Al tratar de aproximarse a ella parece inevitable hacer referencia al conocido artículo de Francis Fukuyama que tan espectacular repercusión ha tenido en todo el mundo. Por ello mis comentarios a él van a ser escuetos. Me parece que tiene el suficiente grado de simplificación, de brillantez y de verdad como para convocar al debate, al que, por otro lado, también incitan los propios acontecimientos. Si no hubiera publicado su artículo Fukuyama, otro autor hubiera provocado este debate fundamental. Por mi parte, yo opino que algunas de las afirmaciones (como la relativa al fin de la historia o al inevitable aburrimiento que seguirá a la difusión de una ideología democrática generalizada) son ingeniosidades para especialistas que quedan sometidas a una inevitable adulteración de su sentido al ser resumidas por la prensa de gran tirada.

Quizá el mayor reproche que se puede hacer a Fukuyama es que su artículo es excesivamente optimista.
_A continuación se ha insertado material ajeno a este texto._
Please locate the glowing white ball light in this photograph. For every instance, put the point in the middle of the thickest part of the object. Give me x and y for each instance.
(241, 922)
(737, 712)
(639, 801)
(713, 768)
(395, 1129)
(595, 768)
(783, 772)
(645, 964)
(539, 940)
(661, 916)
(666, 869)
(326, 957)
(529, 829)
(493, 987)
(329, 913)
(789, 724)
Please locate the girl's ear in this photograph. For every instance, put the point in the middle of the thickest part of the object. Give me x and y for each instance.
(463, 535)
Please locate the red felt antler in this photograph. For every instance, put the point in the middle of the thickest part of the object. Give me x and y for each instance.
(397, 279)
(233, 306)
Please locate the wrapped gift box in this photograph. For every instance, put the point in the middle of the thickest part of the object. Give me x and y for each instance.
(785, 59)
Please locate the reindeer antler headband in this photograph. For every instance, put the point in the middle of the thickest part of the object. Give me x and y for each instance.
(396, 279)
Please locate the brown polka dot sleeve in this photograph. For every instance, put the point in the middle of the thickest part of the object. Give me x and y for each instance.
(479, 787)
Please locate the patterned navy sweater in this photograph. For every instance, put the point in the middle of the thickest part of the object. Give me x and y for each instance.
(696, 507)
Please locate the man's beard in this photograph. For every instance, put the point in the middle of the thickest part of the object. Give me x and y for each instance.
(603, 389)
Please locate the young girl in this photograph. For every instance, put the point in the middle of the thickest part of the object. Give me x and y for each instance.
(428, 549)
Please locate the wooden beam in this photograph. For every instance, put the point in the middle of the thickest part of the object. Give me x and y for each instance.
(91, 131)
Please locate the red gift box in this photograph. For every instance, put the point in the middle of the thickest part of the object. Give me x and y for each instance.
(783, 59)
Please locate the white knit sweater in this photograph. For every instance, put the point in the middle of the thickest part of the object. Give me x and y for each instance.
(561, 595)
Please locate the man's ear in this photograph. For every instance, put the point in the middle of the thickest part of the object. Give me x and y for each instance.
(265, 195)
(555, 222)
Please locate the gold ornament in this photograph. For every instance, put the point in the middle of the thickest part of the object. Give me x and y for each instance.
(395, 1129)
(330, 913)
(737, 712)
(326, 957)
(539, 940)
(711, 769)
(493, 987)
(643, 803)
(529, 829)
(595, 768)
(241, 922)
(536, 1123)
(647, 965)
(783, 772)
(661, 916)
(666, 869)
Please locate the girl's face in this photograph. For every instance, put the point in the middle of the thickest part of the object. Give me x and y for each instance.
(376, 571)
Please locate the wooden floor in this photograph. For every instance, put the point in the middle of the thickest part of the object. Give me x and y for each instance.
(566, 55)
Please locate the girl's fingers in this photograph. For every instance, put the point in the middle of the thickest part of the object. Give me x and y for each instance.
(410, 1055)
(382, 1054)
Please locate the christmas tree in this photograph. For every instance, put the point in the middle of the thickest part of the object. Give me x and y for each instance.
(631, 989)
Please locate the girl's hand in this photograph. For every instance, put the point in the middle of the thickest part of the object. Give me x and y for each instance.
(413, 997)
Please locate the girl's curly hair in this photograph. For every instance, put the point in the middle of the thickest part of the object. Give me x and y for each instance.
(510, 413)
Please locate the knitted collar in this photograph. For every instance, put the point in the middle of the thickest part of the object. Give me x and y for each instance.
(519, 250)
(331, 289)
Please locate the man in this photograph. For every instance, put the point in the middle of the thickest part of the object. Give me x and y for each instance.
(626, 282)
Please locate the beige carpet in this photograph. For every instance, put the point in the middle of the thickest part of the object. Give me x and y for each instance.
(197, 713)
El año pasado, la moda intelectual en los Estados Unidos consistía en mostrar la evidencia de un declinar del país, de acuerdo con las muy difundidas tesis del libro de Paul Kennedy. Ahora la sensación, merced, entre otros motivos, al artículo de Fukuyama consiste en decir exactamente lo contrario: «Ya hemos ganado». Sin embargo, esta interpretación es, a la vez, inexacta y peligrosa. Es lo primero porque, de acuerdo con Besangon, en realidad el drama todavía está ante nosotros sin que estemos seguros del desenlace. El totalitarismo que una de las ventajas que siempre ha tenido el totalitarismo comunista ha sido la derivada de la credulidad occidental respecto de él. En definitiva, como más recientemente aún ha recalcado el propio Revel, lo que la Libertad y la Democracia han conseguido es por el momento, tan sólo una victoria moral e intelectual, no efectiva. Para los estudiantes chinos, por supuesto, eso es por completo insuficiente, como lo es para dos tercios de la población mundial que viven en la dictadura y la opresión permanentes.

Con todo, Fukuyama tiene razón en lo esencial: existe en la actualidad un consenso ideológico generalizado en la afirmación de la libertad y de la democracia como sistema ideal de gobierno; las otras fórmulas parecen carecer de cualquier prestigio intelectual y de cualquier posibilidad de engendrar un futuro de prosperidad y, por supuesto, de convivencia. No hemos llegado al final de la Historia, pero el sentido de ésta se nos revela más obvio que nunca. La senda de la humanidad en la época contemporánea conduce desde el Antiguo Régimen a la libertad. Es una senda peligrosa y larga. En 1789 nacieron en Francia unos principios revolucionarios que sólo comenzaron a llevarse a la práctica en torno a 1880; los españoles tuvimos sufragio universal teórico en 1890. Pero democracia sólo hace 13 años. La libertad, a la que ha acompañado la paz porque nunca ha habido un conflicto importante entre potencias democráticas en el siglo XX, ha crecido a lo largo de la Historia humana más reciente. Los totalitarismos son correosos además de crueles, pero esta penúltima revolución de la libertad que nos viene del Este parece demostrar que, aunque sean angustiosas pesadillas, son también pasajeros a la larga. El problema no es si el comunismo está en una crisis radical, es evidente que sí. El interrogante debe ser por qué un sistema detestable ha durado tanto tiempo.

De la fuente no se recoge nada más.